Assume that bias locking is enabled for the current VM. When a thread obtains the lock object for the first time, the VM sets the flag bit in the object header to 01 and the bias mode to 1, indicating that the vm enters bias mode. The CAS operation is also used to record the ID of the thread that acquired the lock in the object’s MarkWord. If the CAS operation succeeds, the VM does not perform any synchronization operations (such as locking, unlocking, and updating MarkWord) every time the thread that holds the biased lock enters the lock related synchronization block.

The bias mode ends as soon as another thread attempts to acquire the lock. Determine whether to revoke bias (bias mode set to “0”) according to whether the lock object is currently in the locked state, and then restore the flag bit to the unlocked state (flag bit is “01”) or lightweight lock (flag bit is “00”). Subsequent synchronization operations will be performed as described above. The state transition of biased lock, lightweight lock and the relationship between object MarkWord are shown in the figure below.

Hash code storage problem

There is a problem with biased locking. When the object enters the biased state, most of the space in MarkWord is used to store the ID of the thread holding the lock. This part of space occupies the original location of storing the hash code of the object.
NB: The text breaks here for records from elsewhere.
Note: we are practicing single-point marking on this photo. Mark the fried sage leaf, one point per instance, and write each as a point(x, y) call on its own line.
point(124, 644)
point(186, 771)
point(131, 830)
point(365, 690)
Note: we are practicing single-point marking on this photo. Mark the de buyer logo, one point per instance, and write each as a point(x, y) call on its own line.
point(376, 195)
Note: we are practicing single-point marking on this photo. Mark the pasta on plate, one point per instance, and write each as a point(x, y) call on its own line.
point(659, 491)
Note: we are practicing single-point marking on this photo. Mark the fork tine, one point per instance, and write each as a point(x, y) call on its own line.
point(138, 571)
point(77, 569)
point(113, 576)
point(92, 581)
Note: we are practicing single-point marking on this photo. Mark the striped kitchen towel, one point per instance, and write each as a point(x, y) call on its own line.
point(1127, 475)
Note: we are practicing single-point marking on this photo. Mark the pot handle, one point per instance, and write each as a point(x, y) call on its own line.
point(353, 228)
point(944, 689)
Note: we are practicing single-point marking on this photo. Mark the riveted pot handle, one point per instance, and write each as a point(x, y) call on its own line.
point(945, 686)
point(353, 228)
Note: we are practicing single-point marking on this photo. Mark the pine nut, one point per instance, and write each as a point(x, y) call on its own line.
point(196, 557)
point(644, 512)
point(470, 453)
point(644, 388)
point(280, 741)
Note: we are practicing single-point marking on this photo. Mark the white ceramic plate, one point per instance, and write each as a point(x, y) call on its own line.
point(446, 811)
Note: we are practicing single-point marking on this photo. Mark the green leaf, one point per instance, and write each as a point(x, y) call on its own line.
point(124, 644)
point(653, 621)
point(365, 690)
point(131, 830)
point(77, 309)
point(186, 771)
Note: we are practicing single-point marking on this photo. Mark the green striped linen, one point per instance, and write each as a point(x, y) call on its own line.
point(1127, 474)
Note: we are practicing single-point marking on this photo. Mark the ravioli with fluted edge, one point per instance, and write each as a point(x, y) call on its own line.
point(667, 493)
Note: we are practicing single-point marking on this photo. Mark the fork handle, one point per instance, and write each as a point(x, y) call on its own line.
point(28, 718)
In Java, if an object evaluates to a hash code, that value should always remain the same, otherwise many apis that rely on object hash codes are at risk of error. The Object::hashCode() method, which is the source of most Object hashes, returns the Object’s consistent hashCode. This value is enforceable by storing the result of the calculation in the Object header to ensure that after the first calculation, Calling this method again never changes the value of the hash code. Therefore, after a consistent hash code has been computed, an object can no longer enter the biased lock state; When an object is currently in a biased lock state and receives a request to compute its consistent hash code, its biased state is immediately revoked and the lock expands to a heavyweight lock. In the implementation of the heavyweight lock, the object header points to the position of the heavyweight lock. The ObjectMonitor class representing the heavyweight lock has a field that can record the MarkWord under the unlocked state (flag bit is “01”), which can naturally store the original hash code.

Biased locking can improve the performance of programs with synchronization but no contention, but it is not always beneficial to program execution. If most of the locks in your program are always accessed by multiple different threads, the bias pattern is redundant.